- Many take the US auto and airline industries as bellwethers of the American economy.
- Past airline bankruptcies, über-high oil prices, and talk of looming failure among the "Big Three" automakers are among the factors weighing on today's sentiment.
- But gloomy headlines fail to mention the relatively small impact these industries have on markets and the economy.
"Detroit Rock City." The 1976 hit from legendary rock group KISS glorified the city back then. But today, Detroit is on rocky terrain. US auto industry woes have troubled the city, not to mention many Americans, for years. And thanks to Tiger Woods' bum knee, the Detroit Three, namely GM, can't even get excited about their city hosting the PGA Championship.

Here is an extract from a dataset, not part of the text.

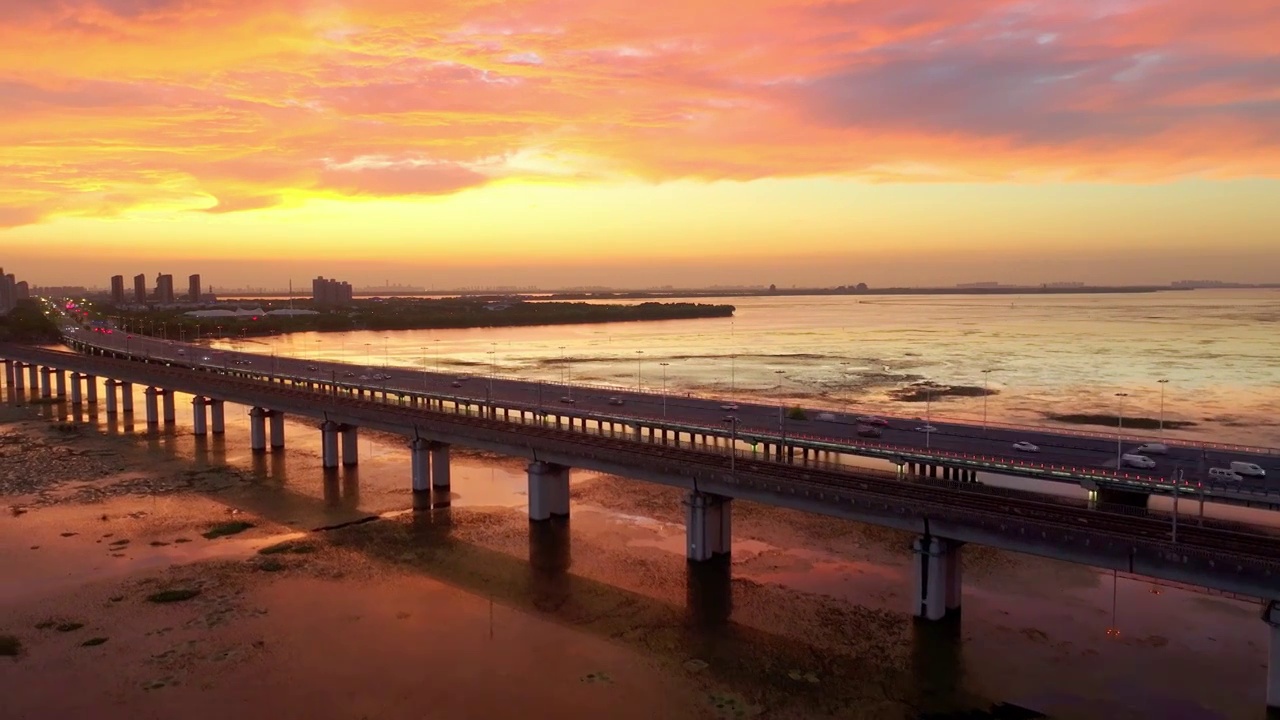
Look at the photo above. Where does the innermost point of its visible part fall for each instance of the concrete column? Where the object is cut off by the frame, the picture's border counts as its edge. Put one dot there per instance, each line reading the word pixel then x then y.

Amid increasing focus on a slowing economy and high oil prices, airlines aren't faring any better in their bid to win our sympathy. But it's unlikely they'll get any sympathy as long as they keep up the poor service and continue charging us for water, checked bags, friendly smiles, etc… Don't get us started! Many US airlines are scrambling to cut losses and save jobs. (Honestly, who ever heard of a strategy seeking to punish its customers with poorer service and higher costs as a long-term business solution?)
Troubles in autos and airlines industries are easy for Americans to identify with, and as they're considered economic bellwethers, developments (or lack of developments) often make for big headlines. After all, industry bankruptcies, job losses, and plant closures are tough to digest, especially for those directly impacted. But the truth is they aren't large enough to have a significant long-term impact on the stock market or the economy.
Let's start with airlines. Most, if not all, airlines are small-cap stocks and the broader market is overwhelmingly larger. Next to a company like Exxon Mobil ($400 billion-plus market cap), airlines like Southwest ($12 billion), Continental ($1.6 billion), and British Airways ($3 billion) seem like teensy insects. Delta and Northwest recently received unconditional clearance from the EU to join forces and create what could be the world's largest airline. But even the combined revenues of such a venture, projected to be roughly $32 billion, only amount to 0.23% of a $14 trillion dollar US economy and 0.06% of the global economy.
Looking at auto stocks, there's a slight bump up in market cap from the airlines, but not much... Ford's market cap is a measly $11 billion—virtually in small cap territory and far below the weighted average market cap of global stocks at $68 billion. Were Ford's stock to disappear completely overnight, it would barely dent global market cap. Super-cap companies can gain or lose that much value in a single day's trading.
These are two bloated and highly inefficient industries, burdened by huge long-term liabilities, labor problems, and subject to much regulatory risk. Heck, automakers have struggled for years now and it's difficult to find any point in recent history where airlines were profitable as an industry, yet there's been no meaningful correlation throughout history between their fate and overall market direction or economic health. Woes in the automotive industry won't drive stocks or the economy off a cliff, nor will the current turbulence in the airline industry. Given the numbers, those arguments just don't fly.
Much of successful investing is about debunking commonly held myths to understand what really matters. That autos and airlines are major drivers of the US economy is a long-held bias—so long that most folks fail to even question it. Just think, if autos and airlines aren't nearly as worrisome as widely thought, what other common beliefs might be worth questioning?